21 sept. 2015

Lettre ouverte d’un salarié aux employeurs

Au soir de ma carrière, je souhaite m’exprimer sur les évolutions de l’environnement du travail qui répondent, pour la plupart, aux exigences du Medef sensées être les vôtres, puisque l’officine patronale prétend vous représenter.

Le compromis social sur lequel s’est construit l’environnement dans lequel le travail s’exerçait lorsque j’ai commencé à travailler avait trente ans d’ancienneté. Ce compromis était construit sur l’échange suivant: les employeurs font ce qu’ils veulent de leur entreprise, mais elles garantissent la stabilité et la qualité de l’emploi.
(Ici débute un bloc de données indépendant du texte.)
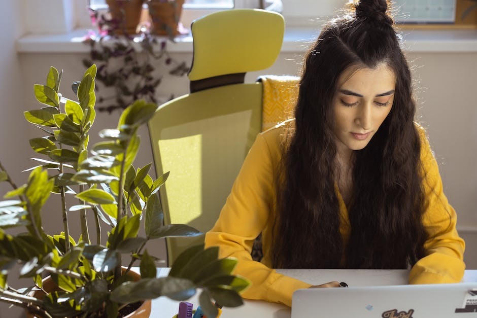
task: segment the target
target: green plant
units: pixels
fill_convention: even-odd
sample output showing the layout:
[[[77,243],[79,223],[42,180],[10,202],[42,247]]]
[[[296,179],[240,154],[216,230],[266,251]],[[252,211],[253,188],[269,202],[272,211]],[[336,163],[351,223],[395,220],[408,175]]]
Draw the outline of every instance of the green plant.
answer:
[[[248,282],[230,274],[236,261],[218,259],[216,248],[191,248],[178,258],[167,277],[155,278],[157,259],[145,249],[148,241],[201,234],[186,225],[163,225],[158,190],[168,173],[154,180],[148,174],[151,164],[137,169],[132,165],[140,146],[138,127],[154,115],[156,105],[135,101],[122,112],[117,127],[101,130],[104,141],[88,151],[88,132],[95,116],[96,66],[74,83],[79,102],[59,93],[62,74],[50,68],[46,85],[35,86],[43,107],[24,112],[26,120],[45,134],[30,139],[30,145],[47,159],[35,159],[40,165],[29,169],[27,183],[20,187],[0,163],[0,181],[14,188],[5,196],[8,200],[0,201],[1,300],[38,317],[116,317],[126,304],[160,296],[185,300],[197,288],[202,290],[200,304],[209,317],[217,314],[213,298],[226,306],[241,304],[238,292]],[[46,233],[43,226],[42,207],[51,193],[61,197],[55,217],[63,221],[62,230],[55,233]],[[67,199],[73,196],[79,204],[70,206]],[[95,235],[88,230],[87,210],[94,216]],[[81,224],[77,239],[70,234],[72,218]],[[139,234],[141,220],[144,237]],[[101,241],[105,226],[106,242]],[[9,233],[11,228],[20,227],[25,232]],[[131,260],[121,270],[125,255]],[[142,278],[132,282],[127,273],[138,260]],[[32,278],[30,286],[21,289],[7,282],[12,266],[19,264],[20,277]],[[43,290],[42,278],[46,275],[57,290],[44,291],[43,299],[28,296]]]
[[[156,102],[156,90],[162,78],[156,66],[158,61],[163,62],[163,67],[170,68],[167,71],[170,75],[182,76],[188,71],[185,62],[179,62],[169,54],[168,38],[151,34],[147,25],[139,33],[130,34],[121,21],[90,12],[98,30],[86,39],[90,54],[83,64],[86,67],[93,63],[97,66],[96,81],[103,86],[100,93],[98,91],[98,111],[123,110],[140,99]],[[168,39],[173,41],[174,36]],[[104,90],[108,88],[110,91]]]

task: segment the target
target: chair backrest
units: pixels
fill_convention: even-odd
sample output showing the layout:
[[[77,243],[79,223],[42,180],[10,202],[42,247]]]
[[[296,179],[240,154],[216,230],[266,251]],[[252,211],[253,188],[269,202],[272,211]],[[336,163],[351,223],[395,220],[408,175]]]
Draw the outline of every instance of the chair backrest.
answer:
[[[279,14],[254,10],[217,12],[193,23],[193,92],[161,105],[148,125],[156,173],[171,171],[160,190],[165,224],[203,232],[213,226],[261,128],[262,84],[244,84],[236,74],[272,65],[284,27]],[[203,241],[168,238],[169,265]]]

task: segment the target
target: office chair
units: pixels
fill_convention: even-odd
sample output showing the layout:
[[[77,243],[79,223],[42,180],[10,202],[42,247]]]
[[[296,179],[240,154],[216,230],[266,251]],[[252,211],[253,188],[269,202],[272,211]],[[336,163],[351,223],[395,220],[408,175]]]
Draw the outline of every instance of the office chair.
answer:
[[[245,74],[275,62],[284,21],[276,13],[237,9],[198,19],[191,29],[191,93],[161,105],[148,128],[157,175],[170,171],[160,190],[164,224],[205,233],[262,130],[262,84],[244,83]],[[168,265],[203,242],[203,235],[167,238]]]

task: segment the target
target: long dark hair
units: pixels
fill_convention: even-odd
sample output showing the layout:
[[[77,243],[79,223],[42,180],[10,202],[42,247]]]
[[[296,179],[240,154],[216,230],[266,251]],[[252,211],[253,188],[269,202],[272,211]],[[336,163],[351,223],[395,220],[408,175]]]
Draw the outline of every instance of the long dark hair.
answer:
[[[405,268],[424,256],[425,202],[409,67],[387,2],[350,7],[323,27],[305,58],[277,181],[275,268]],[[382,63],[396,77],[394,102],[367,146],[353,152],[351,230],[344,239],[332,101],[345,70]]]

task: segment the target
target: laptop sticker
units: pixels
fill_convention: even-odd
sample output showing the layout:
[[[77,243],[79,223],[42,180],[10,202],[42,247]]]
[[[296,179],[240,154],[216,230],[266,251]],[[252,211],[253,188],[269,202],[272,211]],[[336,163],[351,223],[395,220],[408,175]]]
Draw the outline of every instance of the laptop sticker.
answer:
[[[381,315],[383,318],[413,318],[413,313],[414,312],[414,309],[409,309],[407,312],[399,311],[397,312],[397,309],[391,309],[387,311],[385,311]]]
[[[467,291],[464,297],[462,308],[456,308],[456,312],[477,312],[477,290],[471,289]]]

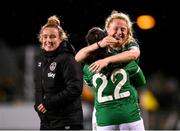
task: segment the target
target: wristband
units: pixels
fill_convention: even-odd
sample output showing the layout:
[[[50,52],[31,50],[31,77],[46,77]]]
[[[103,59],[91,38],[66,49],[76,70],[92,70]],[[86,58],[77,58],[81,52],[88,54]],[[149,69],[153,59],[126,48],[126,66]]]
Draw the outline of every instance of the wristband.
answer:
[[[97,42],[96,44],[98,45],[98,47],[99,47],[99,48],[101,48],[101,46],[99,45],[99,43],[98,43],[98,42]]]

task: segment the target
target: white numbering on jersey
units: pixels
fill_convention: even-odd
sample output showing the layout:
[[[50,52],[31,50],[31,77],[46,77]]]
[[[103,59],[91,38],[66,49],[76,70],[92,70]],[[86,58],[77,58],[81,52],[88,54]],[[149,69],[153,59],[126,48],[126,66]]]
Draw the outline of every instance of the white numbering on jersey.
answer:
[[[119,81],[119,83],[116,85],[115,89],[114,89],[114,99],[120,99],[120,98],[124,98],[124,97],[128,97],[130,96],[130,92],[129,91],[126,91],[126,92],[123,92],[123,93],[120,93],[120,90],[121,90],[121,87],[126,83],[127,81],[127,74],[126,74],[126,71],[124,69],[115,69],[112,74],[111,74],[111,81],[113,83],[115,83],[115,81],[117,80],[116,79],[116,76],[117,74],[120,73],[122,74],[122,80]],[[97,87],[97,83],[96,83],[96,80],[100,78],[102,80],[102,84],[99,86],[98,88],[98,94],[97,94],[97,100],[99,103],[102,103],[102,102],[107,102],[107,101],[112,101],[113,100],[113,96],[112,95],[108,95],[108,96],[102,96],[102,92],[103,90],[106,88],[107,84],[108,84],[108,80],[107,80],[107,77],[105,75],[102,75],[102,74],[95,74],[93,76],[93,85],[95,87]],[[108,88],[108,87],[107,87]]]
Une quarantaine d’années plus tard, un salarié sur cinq ne bénéficient pas d’un travail sable et de qualité, quatre recrutements sur cinq ne proposent ni stabilité, ni qualité de travail.

La rupture touche non seulement le statut du travail, mais aussi ses conditions d’exercice: les règles de métier deviennent secondaires, la contribution aux objectifs de l’employeur premiers. Si les objectifs ignorent les règles de métier ou si les temps sociaux ne sont pas respectés, l’équilibre psychosocial du salarié est mis en risque y compris avec le meilleur des statuts de travail.

Vous exigez de plus en plus un engagement du niveau de celui qu’on peut demander à un associé. Mais le bénéfice des exercices n’alimente pas un bien commun – l’entreprise imaginée – exclusivement la SA (société des associés ou des actionnaires) qui en fait ce qu’il veut.

Or le travail est autant créateur de valeur que le capital ; un billet de 100€ n’en vaudra plus que 80 quelques années plus tard sans travail. Cette contribution du travail n’est pas divisible entre les salariés, c’est celle du collectif de travail (CT). Le bénéfice doit alimenter les réserves en capitaux propres qui ne doivent pas appartenir entièrement à la SA, mais à un bien commun à la SA et au CT.

"Entreprise" est un mot qui recouvre une réalité dans l’esprit des salariés, instrumentalisée par le Medef pour obtenir l’engagement des salariés et les aides de l’État. Elle n’a aucune réalité juridique. Du point de vue juridique, c’est la SA. En fait, le Medef c’est le MDSAF (mouvement des SA de France) en réalité.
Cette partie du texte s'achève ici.